Monde

Une courte majorité de Français ne veut pas d'une intervention militaire en Ukraine

Temps de lecture : 2 min

D’après un sondage du Pew Research Center, les Français sont loin d'être les seuls en Europe à ne pas vouloir se battre pour l’Ukraine.

Levée du drapeau de l'Otan | US Army Europe Images via Flickr CC License by
Levée du drapeau de l'Otan | US Army Europe Images via Flickr CC License by

Les opinions de nombreux peuples de pays membres de l'Otan sont pour le moins réticentes à l’idée d’intervenir militairement en Ukraine, explique le New York Times. L’institut Pew Research Center a interrogé au sujet des suites à donner au dossier ukrainien plus de 11.000 habitants des huit pays suivants: France, Royaume-Uni, Espagne, Italie, Allemagne, États-Unis, Canada, Pologne. Pour les résultats annoncés, la marge d’erreur est évaluée de 3 à 4%.

Les avis sont plutôt favorables à l’apport d’un soutien économique à l’Ukraine (la médiane s’établit à 70% des sondés). Selon le sondage, 67% des Français sont enclins à livrer un secours financier à l’Ukraine, mais ils ne sont plus que 46% à souhaiter qu’on fasse une place à ce pays au sein de l’Union européenne. C’est surtout au niveau d’une éventuelle entrée en guerre aux côtés de l’Ukraine face aux séparatistes et aux Russes que le bât blesse.

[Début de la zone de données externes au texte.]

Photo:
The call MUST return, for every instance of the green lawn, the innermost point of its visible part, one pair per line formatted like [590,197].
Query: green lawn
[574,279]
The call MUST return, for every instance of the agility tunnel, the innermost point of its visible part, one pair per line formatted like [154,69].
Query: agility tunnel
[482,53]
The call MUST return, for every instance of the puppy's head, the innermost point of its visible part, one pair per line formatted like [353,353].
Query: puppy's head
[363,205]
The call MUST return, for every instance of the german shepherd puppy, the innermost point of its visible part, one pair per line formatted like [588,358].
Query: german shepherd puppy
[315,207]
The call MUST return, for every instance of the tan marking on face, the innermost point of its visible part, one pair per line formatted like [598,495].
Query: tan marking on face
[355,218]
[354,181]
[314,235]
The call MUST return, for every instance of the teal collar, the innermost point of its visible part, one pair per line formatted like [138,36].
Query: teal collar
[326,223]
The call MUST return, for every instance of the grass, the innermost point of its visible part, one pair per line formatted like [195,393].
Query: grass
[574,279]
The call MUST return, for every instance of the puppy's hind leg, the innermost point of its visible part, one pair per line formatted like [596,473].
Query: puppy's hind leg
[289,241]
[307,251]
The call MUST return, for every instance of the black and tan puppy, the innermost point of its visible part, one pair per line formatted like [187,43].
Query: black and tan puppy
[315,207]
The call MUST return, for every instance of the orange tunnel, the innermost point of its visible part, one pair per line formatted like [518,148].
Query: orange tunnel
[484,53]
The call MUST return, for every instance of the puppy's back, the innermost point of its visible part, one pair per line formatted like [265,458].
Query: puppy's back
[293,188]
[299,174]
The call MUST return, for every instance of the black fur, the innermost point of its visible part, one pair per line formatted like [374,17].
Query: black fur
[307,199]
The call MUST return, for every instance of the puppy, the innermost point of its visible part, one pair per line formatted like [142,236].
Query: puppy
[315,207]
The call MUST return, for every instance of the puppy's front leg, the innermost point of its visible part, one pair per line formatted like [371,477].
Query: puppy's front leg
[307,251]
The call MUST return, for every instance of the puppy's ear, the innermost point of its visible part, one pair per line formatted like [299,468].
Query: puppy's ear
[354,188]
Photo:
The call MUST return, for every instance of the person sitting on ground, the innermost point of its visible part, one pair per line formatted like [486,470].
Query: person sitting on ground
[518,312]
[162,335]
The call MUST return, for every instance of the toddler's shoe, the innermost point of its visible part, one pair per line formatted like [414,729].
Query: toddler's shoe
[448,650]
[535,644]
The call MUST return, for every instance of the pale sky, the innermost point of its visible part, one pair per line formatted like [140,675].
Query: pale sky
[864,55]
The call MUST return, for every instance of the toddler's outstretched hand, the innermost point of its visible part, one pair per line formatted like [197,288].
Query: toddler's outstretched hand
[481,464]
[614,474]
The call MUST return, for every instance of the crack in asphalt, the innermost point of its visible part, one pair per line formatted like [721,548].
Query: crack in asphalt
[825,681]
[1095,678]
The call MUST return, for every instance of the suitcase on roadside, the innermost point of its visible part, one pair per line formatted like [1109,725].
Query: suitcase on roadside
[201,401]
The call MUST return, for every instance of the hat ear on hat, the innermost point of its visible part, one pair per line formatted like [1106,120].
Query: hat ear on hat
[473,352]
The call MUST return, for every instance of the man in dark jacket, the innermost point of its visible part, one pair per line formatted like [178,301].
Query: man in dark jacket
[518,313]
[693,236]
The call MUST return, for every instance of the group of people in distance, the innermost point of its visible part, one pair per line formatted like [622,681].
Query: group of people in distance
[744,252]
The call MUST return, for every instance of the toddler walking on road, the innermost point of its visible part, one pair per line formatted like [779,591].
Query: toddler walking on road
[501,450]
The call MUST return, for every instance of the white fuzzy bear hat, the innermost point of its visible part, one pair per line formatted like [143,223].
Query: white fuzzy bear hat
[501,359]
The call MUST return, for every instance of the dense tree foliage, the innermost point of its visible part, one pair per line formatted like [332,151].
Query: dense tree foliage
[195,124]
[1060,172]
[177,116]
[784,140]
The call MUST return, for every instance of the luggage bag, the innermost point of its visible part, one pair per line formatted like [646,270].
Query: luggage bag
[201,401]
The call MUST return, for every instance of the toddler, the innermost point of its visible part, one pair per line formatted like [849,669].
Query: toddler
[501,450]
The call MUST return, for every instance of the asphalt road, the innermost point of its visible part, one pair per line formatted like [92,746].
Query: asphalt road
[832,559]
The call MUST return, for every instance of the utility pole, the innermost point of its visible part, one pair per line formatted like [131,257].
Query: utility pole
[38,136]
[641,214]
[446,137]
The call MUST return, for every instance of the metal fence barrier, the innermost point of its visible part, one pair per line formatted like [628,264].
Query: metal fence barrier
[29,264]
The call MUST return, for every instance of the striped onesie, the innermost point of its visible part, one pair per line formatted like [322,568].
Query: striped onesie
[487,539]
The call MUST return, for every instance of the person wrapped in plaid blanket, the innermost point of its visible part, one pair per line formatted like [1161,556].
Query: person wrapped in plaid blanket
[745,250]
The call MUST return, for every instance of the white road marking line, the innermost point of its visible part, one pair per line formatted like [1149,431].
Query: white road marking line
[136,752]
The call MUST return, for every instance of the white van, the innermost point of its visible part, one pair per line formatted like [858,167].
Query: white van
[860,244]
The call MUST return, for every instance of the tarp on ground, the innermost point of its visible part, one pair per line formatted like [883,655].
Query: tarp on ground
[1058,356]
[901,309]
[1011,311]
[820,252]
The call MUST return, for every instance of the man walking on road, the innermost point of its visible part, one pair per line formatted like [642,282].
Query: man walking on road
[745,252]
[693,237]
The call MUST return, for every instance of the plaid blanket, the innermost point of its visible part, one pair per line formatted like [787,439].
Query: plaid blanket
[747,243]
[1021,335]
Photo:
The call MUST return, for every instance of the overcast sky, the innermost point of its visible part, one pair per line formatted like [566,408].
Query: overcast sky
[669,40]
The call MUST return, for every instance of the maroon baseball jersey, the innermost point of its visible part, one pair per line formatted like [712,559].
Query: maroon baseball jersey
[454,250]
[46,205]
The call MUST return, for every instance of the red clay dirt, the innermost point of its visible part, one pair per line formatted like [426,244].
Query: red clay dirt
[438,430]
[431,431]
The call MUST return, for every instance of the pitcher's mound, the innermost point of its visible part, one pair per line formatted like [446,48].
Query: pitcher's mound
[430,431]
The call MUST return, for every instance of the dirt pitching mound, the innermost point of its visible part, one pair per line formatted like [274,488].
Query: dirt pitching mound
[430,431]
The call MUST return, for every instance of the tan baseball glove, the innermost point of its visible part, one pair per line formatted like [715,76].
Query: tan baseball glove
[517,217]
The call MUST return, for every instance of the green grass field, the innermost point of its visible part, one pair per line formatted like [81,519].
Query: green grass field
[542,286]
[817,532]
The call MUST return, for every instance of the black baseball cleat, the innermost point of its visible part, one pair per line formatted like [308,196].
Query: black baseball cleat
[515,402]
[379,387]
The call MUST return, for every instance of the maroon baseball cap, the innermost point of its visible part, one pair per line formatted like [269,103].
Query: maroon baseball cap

En effet, l’idée d’envoyer des armes aux Ukrainiens ne convainc que 40% des Français (et 22% des Italiens). L’utilisation de la force militaire est encore moins populaire. Les Français, parmi les moins va-t-en-guerre, rejettent cette hypothèse à 53%, quand bien même ils sont 44% à faire de la Russie la principal fautive dans les violences de l’est de l’Ukraine. Les Allemands freinent des quatre fers: ils sont 58% à ne pas vouloir défendre militairement l’Ukraine.

«Répondre à une offensive russe»

Ivo H. Daalder, ancien ambassadeur américain auprès de l’Otan et actuel président du Conseil de Chicago sur les affaires mondiales, apparemment désolé de ce manque d’enthousiasme martial, remarque dans l’article du New York Times qu’«il va falloir fournir un sérieux effort pour convaincre ces peuples du besoin de se préparer, dissuader et, si nécessaire, répondre à une offensive russe».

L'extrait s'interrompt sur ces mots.